症状が強い場合は、ステロイドホルモン入りの塗り薬もあります。これはかなり強力に作用します。
何がいいか迷ったら、薬局で薬剤師さんに聞いてみてください。
虫よけスプレーは日焼け止めの上から。
虫除けスプレーは、皮膚に一定の濃度で付着する事で効果を発揮します。日焼け止めと併用する場合は、日焼け止めの上から虫除けスプレーを塗って下さい。
虫除けの成分には、イカリジンとディートの2種類があります。
ディートは、蚊の吸血センサーの感覚を麻痺させて人間によりにくくさせる効果があります。ディートは6ヶ月未満の子供には使ってはいけなく、12歳未満も使用回数に制限がありますので気をつけて下さい。
成分によって子供や妊婦に不適合なものもある。
イカリジンも作用は同じです。しかし、妊婦さんや子供にも使えるし、効果時間も長いです。これらも購入の際は薬剤師さんに相談して下さい。
蜂は蚊と違って身を守るために毒針を刺してくる。
最後にハチについて書いていきます。
蜂は主に、スズメバチ、アシナガバチ、ミツバチの3種類が危険であるとされています。
蜂が刺すときには、お尻の先端に毒針がありそれを皮膚に刺す事で毒液を相手に注入するのです。
その毒液の中に痛みや腫れを起こす成分があるのです。
ミツバチは、一旦針を使って刺すとお尻の針が取れて人体に残ります。
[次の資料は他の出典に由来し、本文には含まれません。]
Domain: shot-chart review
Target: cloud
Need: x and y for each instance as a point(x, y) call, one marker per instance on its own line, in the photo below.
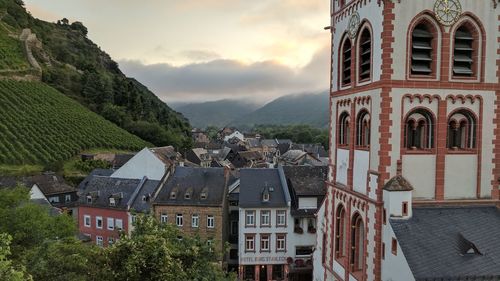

これはピンセットで丁寧に取る必要があります。
侮ってはいけないアナフィラキシーショック。
蜂毒で怖いのはアナフィラキシーショックです。刺されて15分以内に身体中が痒くなる、腹痛、息苦しくなる、気分不良などの症状を呈します。
アナフィラキシーショックは免疫の過剰反応です。それにより、気道周辺の組織が腫れ上がって呼吸ができなくなる事で、命に関わることもあります。
直近で2回目の蜂毒が一番怖い。
前に刺されたのが1、2年前だと抗体がたくさんあるので、強く自己免疫反応が出るのでアナフィラキシーショックが起こる可能性が高いです。
10数年前に刺されたのであれば、大分抗体は減っているため命の危険は少ないとは思います。
アナフィラキシーショックが起きた時には、アドレナリンが必要になります。アドレナリンを打つことで身体を覚醒させて、腫れて浮腫んだ気道を開かせるのが目的です。
蜂に攻撃、挑発はダメ。いい香りのデオドラントもダメ。
蜂は刺激してはいけません。あと、山に行くときは強い匂いの香水などはよくありません。花の香りによってきやすいのです。制汗剤などは無香料を選ぶとよいでしょう。